= Chaupal (public space) =

A Chaupal (Hindustani: चौपाल or چوپال), or chopal, is a community building or space in the rural areas of North India and Pakistan. It is the hub of community life in villages, especially for male inhabitants. In smaller villages, a chaupal can be a simple raised platform that is shaded by a large tree, typically a neem, banyan or pipal fig tree. In larger villages, the chaupal may be an elaborate structure that also doubles as a community guesthouse (or mehmaan khana).

Indian and Pakistani panchayats (village administrative bodies) usually function and hold hearings in the village chaupal. Indian villages have a strong social norm of village exogamy, and the chaupal is often also the site where the groom's party are received and hosted when "a daughter of the village" is married.
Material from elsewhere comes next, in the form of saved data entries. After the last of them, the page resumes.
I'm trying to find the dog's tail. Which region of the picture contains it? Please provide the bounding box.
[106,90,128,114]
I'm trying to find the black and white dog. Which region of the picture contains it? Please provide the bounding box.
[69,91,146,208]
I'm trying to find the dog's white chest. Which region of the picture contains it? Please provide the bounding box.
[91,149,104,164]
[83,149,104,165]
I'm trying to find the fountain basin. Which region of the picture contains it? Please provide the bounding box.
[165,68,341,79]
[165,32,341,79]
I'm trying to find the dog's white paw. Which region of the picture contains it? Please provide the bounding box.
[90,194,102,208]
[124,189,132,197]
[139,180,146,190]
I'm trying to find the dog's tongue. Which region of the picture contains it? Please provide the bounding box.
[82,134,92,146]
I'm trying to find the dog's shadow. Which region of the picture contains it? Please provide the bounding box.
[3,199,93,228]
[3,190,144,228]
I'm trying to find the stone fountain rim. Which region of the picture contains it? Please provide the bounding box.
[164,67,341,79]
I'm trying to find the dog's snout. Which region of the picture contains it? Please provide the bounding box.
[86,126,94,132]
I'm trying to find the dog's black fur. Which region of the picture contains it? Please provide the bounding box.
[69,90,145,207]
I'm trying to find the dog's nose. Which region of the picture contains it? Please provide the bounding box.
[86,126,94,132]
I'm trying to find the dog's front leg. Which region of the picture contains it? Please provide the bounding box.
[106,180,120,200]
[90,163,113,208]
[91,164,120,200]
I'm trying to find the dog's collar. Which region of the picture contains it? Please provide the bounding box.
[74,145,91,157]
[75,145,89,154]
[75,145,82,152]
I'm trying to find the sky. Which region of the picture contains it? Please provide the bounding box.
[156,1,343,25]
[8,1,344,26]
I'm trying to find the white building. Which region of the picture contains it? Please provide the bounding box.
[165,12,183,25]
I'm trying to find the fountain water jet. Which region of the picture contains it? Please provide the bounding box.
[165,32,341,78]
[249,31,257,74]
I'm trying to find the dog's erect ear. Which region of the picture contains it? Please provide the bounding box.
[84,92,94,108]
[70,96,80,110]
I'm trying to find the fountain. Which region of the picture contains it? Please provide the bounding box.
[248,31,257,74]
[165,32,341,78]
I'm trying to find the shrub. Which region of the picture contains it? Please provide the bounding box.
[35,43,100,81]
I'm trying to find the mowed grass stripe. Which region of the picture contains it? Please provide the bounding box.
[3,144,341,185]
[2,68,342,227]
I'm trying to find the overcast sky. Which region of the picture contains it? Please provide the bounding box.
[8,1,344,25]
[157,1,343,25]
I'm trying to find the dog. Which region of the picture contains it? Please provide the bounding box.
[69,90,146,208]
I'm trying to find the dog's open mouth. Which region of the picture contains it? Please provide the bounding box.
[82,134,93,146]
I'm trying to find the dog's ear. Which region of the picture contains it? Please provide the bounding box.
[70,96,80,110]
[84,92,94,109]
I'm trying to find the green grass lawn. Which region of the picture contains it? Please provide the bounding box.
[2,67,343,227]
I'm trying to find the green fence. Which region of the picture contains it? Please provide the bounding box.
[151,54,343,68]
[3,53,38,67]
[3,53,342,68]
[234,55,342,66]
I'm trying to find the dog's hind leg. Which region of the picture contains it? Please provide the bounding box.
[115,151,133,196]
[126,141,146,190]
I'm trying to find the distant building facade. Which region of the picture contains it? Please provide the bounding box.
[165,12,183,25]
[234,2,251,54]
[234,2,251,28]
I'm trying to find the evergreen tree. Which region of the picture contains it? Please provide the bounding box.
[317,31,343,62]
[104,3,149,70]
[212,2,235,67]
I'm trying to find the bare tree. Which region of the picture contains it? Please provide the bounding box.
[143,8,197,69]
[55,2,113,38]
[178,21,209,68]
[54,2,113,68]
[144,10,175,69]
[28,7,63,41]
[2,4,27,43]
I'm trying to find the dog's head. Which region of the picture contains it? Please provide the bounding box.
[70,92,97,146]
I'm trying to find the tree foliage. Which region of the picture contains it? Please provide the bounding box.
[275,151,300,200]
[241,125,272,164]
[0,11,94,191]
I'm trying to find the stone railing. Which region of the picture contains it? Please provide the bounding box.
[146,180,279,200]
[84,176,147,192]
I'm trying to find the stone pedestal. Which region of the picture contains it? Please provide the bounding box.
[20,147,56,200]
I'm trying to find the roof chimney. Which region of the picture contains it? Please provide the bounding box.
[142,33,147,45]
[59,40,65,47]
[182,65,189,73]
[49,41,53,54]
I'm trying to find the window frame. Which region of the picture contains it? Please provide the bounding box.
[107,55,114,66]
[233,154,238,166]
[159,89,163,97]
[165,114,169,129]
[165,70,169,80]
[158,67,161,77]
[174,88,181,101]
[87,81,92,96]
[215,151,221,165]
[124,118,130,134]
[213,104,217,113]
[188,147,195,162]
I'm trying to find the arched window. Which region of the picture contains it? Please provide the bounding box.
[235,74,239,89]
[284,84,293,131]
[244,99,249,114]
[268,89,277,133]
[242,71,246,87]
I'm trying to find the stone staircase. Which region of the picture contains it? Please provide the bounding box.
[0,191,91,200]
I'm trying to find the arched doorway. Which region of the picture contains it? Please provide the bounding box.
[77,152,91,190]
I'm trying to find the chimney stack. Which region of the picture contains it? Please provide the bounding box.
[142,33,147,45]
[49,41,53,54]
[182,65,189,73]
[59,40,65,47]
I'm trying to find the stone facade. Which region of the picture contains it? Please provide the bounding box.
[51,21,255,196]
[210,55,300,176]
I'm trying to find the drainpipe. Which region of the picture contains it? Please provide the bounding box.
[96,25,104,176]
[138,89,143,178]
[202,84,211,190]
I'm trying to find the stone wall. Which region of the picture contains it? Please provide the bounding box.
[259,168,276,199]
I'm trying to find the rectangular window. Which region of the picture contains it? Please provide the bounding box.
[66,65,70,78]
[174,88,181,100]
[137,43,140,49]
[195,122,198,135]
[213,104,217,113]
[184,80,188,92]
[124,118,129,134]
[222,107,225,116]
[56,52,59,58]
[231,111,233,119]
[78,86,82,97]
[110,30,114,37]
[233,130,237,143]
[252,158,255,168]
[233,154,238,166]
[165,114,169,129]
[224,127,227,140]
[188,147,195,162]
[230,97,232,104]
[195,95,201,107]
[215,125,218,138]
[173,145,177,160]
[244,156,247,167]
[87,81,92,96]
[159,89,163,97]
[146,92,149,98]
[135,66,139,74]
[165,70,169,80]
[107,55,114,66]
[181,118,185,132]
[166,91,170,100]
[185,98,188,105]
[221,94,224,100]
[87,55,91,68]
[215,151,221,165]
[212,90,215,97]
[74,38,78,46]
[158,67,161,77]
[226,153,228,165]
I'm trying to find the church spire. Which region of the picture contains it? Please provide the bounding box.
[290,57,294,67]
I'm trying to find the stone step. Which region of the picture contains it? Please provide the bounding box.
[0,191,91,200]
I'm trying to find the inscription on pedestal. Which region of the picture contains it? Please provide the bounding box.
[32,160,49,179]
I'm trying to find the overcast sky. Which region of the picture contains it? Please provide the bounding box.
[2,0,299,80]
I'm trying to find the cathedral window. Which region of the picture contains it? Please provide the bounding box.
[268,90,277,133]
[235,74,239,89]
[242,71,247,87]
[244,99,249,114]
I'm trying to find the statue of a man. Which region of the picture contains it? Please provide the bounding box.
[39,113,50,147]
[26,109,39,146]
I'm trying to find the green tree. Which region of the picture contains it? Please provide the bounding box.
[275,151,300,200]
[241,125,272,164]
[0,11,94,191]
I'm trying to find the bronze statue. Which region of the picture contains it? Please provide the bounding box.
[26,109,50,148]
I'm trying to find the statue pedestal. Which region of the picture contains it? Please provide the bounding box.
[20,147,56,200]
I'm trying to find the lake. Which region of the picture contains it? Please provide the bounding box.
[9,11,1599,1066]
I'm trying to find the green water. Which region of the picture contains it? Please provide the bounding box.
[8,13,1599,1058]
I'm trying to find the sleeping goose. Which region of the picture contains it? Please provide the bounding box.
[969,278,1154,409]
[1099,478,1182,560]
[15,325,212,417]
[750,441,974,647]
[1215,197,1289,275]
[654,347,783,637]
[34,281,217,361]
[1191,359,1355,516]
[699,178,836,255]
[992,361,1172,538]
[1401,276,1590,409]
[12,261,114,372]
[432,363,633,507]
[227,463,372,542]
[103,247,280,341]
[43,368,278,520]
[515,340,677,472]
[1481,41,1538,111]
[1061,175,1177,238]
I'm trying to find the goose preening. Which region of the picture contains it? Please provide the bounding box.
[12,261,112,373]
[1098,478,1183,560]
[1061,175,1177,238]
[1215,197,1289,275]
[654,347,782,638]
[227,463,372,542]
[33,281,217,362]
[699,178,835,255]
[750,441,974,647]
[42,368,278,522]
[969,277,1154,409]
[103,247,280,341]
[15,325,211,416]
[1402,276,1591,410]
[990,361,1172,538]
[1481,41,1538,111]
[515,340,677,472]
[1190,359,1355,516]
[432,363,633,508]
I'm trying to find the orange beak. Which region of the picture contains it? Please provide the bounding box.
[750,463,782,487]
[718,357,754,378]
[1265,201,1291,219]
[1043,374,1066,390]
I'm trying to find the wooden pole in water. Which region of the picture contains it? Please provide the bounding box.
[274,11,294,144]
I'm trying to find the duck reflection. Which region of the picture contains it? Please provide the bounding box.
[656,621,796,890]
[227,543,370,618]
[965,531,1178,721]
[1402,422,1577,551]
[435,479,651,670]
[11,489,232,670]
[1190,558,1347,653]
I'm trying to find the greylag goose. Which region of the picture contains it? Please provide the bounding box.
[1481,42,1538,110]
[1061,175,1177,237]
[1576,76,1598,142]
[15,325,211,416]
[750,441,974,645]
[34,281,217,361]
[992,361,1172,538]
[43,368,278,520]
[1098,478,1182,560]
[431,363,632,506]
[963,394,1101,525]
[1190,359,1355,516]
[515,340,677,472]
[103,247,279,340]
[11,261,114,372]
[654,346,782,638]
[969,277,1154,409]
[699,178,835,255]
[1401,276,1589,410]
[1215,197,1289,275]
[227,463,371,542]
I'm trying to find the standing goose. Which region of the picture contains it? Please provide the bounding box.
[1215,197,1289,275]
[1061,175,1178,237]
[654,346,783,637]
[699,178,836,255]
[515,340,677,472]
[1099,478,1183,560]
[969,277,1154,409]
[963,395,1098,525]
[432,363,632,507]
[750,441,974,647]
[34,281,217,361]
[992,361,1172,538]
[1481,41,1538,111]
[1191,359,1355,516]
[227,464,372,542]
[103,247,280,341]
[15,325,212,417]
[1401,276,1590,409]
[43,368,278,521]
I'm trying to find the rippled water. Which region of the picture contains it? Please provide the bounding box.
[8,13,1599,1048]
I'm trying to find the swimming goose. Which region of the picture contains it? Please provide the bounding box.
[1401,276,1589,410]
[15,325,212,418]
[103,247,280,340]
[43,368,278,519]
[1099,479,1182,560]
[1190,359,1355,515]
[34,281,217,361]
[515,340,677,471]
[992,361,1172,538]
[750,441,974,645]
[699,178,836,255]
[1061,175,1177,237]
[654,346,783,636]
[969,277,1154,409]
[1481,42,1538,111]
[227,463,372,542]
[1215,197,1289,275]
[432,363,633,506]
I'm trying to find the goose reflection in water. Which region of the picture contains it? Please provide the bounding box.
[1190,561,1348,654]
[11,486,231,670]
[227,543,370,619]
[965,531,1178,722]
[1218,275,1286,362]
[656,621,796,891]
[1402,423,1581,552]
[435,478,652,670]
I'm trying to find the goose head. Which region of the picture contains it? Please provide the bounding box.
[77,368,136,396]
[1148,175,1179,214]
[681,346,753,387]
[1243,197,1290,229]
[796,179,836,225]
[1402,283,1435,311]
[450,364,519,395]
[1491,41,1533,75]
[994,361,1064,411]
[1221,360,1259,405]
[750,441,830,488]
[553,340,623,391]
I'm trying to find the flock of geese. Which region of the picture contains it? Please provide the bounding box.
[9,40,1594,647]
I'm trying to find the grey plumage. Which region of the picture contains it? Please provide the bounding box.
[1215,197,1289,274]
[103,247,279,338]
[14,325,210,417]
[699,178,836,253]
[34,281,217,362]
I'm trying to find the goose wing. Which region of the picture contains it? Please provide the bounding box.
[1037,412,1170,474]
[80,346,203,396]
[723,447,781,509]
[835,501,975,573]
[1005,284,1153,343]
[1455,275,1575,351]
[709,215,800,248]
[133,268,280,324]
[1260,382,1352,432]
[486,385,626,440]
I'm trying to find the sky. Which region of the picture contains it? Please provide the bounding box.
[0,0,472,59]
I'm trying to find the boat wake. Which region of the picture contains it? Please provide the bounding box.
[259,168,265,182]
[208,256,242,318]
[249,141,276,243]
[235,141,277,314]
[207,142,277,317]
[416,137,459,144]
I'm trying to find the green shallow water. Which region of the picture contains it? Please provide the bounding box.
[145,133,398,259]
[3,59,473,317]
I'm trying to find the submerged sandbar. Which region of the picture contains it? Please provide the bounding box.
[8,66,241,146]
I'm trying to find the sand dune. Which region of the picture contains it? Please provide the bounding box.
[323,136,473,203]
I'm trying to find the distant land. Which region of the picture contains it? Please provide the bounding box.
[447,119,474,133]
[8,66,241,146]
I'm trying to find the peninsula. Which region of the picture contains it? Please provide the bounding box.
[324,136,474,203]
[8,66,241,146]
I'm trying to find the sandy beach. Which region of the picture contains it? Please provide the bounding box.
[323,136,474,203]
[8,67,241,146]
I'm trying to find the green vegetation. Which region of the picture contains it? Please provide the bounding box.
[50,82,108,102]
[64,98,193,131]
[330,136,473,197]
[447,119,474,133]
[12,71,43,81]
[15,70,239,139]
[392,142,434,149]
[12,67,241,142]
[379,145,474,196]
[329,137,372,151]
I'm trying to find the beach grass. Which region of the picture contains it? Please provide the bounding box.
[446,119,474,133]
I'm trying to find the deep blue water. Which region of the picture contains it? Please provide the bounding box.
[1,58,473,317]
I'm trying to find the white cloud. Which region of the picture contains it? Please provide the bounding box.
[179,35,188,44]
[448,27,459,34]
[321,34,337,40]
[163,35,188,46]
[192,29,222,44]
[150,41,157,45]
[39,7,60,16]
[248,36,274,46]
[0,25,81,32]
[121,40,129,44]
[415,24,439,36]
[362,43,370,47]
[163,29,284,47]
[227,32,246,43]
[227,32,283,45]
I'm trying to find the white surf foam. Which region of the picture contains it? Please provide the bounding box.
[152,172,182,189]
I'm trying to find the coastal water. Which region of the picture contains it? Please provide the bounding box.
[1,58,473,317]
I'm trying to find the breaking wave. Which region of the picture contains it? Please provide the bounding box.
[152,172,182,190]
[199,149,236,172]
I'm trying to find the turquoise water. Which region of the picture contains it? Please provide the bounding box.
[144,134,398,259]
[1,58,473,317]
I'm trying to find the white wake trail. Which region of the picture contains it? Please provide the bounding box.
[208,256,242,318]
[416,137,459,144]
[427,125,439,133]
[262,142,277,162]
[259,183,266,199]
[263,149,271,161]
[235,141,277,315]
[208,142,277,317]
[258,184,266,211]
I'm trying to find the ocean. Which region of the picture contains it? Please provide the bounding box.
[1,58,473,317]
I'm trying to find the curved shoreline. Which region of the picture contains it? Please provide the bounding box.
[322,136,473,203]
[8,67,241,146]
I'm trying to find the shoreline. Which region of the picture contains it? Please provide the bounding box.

Chaupals are constructed and maintained using community funds, sometimes collected in the village using community donations (known as चन्दा, چندا, chanda).

==The notion of chaupal in popular culture==
Although chaupals are fundamentally a feature of rural life, in the popular perception a chaupal is any place where people "sit and discuss their problems, celebrate their pleasures, share the pains of an individual, family or a particular group, sort out their disputes." It is "a sacred place of secular nature" that "guarantees freedom of speech and expression to everybody." Television talk shows, online websites and forums affiliated with the region sometimes attempt to mirror that atmosphere of free conversation and social engagement by including the term "chaupal" in their names.